View Full Version : The beauty of gentoo
duaneb
February 17th, 2007, 07:23 PM
Gentoo was the first distro I tried, and nothing has quite measured up ('cept maybe for ubuntu.)
It was quick to set up, a couple hours at most, but you only do it once, right? The kernel was the hardest; I was new to doing it, and so when my sata driver nv_sata, I think, wasn't compiled in, it had a kernel panic. But aside from that, it took about an hour to set up all the needed packages (fluxbox, firefox, nvidia drivers, openexr, etc). This has been the most stable distro I have ever used, and every imaginable package is in gentoo's portage. The USE flags are incredible; they allowed utmost control over my system. Also, gentoo provided me with a pleasant console development experience.
I would recommend this for anyone wanting a long-term stable development environment.
FenrisAbraxas
February 17th, 2007, 08:51 PM
Gentoo was the first distro I tried, and nothing has quite measured up ('cept maybe for ubuntu.)
It was quick to set up, a couple hours at most, but you only do it once, right? The kernel was the hardest; I was new to doing it, and so when my sata driver nv_sata, I think, wasn't compiled in, it had a kernel panic. But aside from that, it took about an hour to set up all the needed packages (fluxbox, firefox, nvidia drivers, openexr, etc). This has been the most stable distro I have ever used, and every imaginable package is in gentoo's portage. The USE flags are incredible; they allowed utmost control over my system. Also, gentoo provided me with a pleasant console development experience.
I would recommend this for anyone wanting a long-term stable development environment.
I have to agree, tried Ubuntu but at the end i returned to Gentoo, my laptop still used Ubuntu but my desktop PC now is Gentoo :P.
What i dont like with Ubuntu is that it won't let me install the packages i want to.
Yeah i know about repositories, i know about .deb packages and i know about automatix and easy ubuntu, but why do i have to get an external program (like amsn which i had to install lot's of stuff and finally i decided to just install automatix).
In gentoo is something is "masked" (that means it may contain bugs or stability issues) you just have to add a line in a portage config file (but the package IS in the repos) and you have it installed.

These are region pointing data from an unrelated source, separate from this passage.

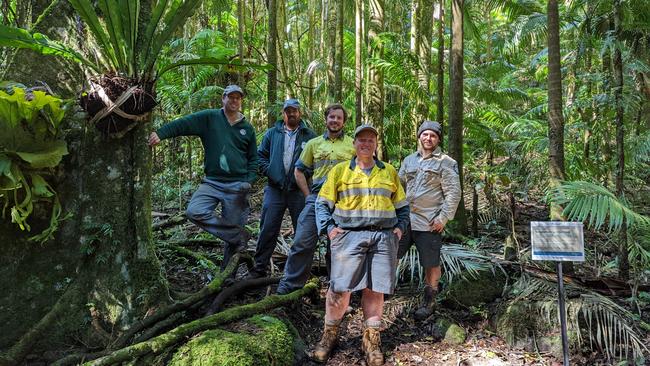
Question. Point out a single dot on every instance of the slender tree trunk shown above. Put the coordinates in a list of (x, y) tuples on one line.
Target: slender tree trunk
[(375, 98), (338, 76), (424, 55), (272, 59), (440, 111), (358, 61), (623, 255), (456, 101), (310, 54), (555, 117)]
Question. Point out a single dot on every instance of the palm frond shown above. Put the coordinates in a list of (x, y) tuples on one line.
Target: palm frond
[(606, 324), (595, 205)]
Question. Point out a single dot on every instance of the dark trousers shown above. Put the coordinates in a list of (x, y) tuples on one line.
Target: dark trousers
[(276, 201)]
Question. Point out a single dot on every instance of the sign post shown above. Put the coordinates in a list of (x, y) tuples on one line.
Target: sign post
[(558, 241)]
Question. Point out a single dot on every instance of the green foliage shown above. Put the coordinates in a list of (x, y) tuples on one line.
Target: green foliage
[(595, 317), (594, 204), (30, 148)]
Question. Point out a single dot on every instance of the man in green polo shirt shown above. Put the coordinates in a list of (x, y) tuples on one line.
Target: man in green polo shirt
[(230, 166)]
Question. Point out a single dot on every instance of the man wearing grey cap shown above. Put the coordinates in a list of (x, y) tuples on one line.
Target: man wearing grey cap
[(430, 178), (278, 153), (362, 208), (230, 165)]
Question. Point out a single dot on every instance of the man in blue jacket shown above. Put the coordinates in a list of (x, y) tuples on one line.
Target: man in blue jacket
[(280, 148)]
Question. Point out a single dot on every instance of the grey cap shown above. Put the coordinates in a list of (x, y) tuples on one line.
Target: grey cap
[(232, 88), (430, 125), (291, 103), (365, 127)]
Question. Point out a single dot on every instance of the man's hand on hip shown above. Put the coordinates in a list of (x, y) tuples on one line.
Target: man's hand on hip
[(397, 231), (437, 226), (334, 232), (153, 139)]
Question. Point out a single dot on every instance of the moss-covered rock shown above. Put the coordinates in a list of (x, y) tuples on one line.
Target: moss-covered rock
[(469, 291), (451, 332), (263, 340)]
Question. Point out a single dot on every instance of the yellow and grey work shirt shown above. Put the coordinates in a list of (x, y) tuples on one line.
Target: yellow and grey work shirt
[(432, 188), (321, 154), (352, 199)]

Gentoo also boosted my Linux knowledge (when there was no GUI to install it it was a real challenge xD).
But i have to admit that Gentoo is a little more complicated to maintain (specially when you do a global update and have to edit all the new config files :)). But i would recomend it to anyone who wants to dedicate sometime to learn linux from the inside, learn how to compile your kernel, learn to edit config files (not manually tho, protage provide etc-update which i think it's a wonderfull tool).
Portage, if used properly, is the best software installer tool :).

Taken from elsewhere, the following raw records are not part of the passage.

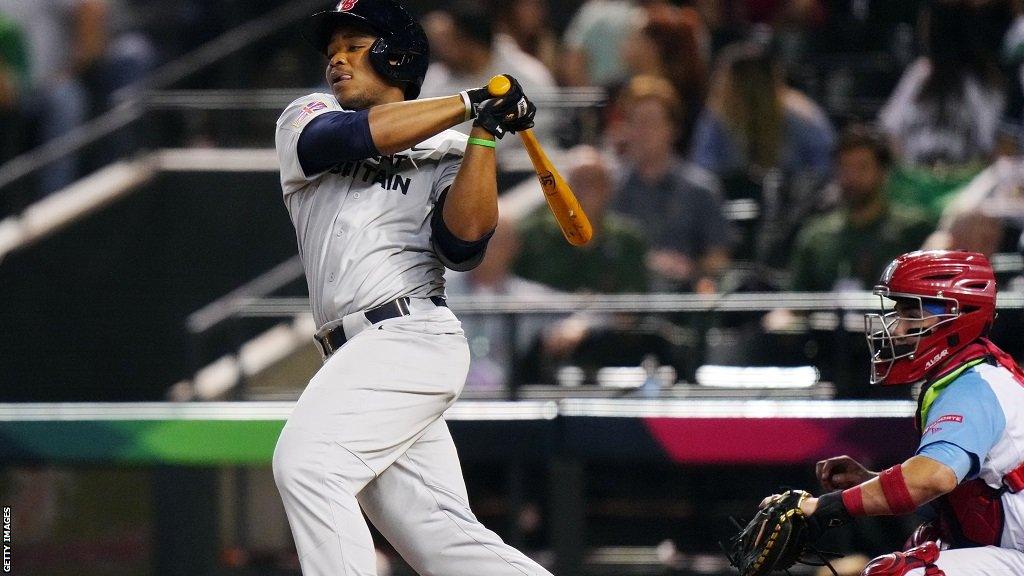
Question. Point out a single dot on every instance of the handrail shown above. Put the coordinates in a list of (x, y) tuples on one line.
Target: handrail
[(221, 309), (222, 46), (560, 303), (132, 106)]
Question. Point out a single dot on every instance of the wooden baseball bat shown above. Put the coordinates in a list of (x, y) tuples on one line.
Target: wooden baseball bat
[(563, 204)]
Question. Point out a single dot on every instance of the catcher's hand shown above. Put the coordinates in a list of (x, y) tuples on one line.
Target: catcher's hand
[(776, 537)]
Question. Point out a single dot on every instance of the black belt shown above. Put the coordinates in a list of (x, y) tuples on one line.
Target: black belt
[(398, 306)]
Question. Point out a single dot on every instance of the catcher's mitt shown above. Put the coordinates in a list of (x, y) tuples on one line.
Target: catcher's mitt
[(776, 538)]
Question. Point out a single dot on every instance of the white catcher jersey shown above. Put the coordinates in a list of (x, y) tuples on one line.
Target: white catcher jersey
[(364, 227)]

I use my Gentoo install mainly for developing Java apps :) Good Luck with the distro you choose anyway. Ubuntu or Gentoo, it's up to you to decide :)
zaratustra
February 18th, 2007, 10:24 PM
Keeewl, I am not the only one hardcore geek and control phreak here... It is so wonderful how huge control you have over it:) And it does only and everything you say and want. It doesn't try to be clever and do things on its own if you don't agree:):guitar:
RAV TUX
February 19th, 2007, 04:26 AM
Portage, if used properly, is the best software installer tool :).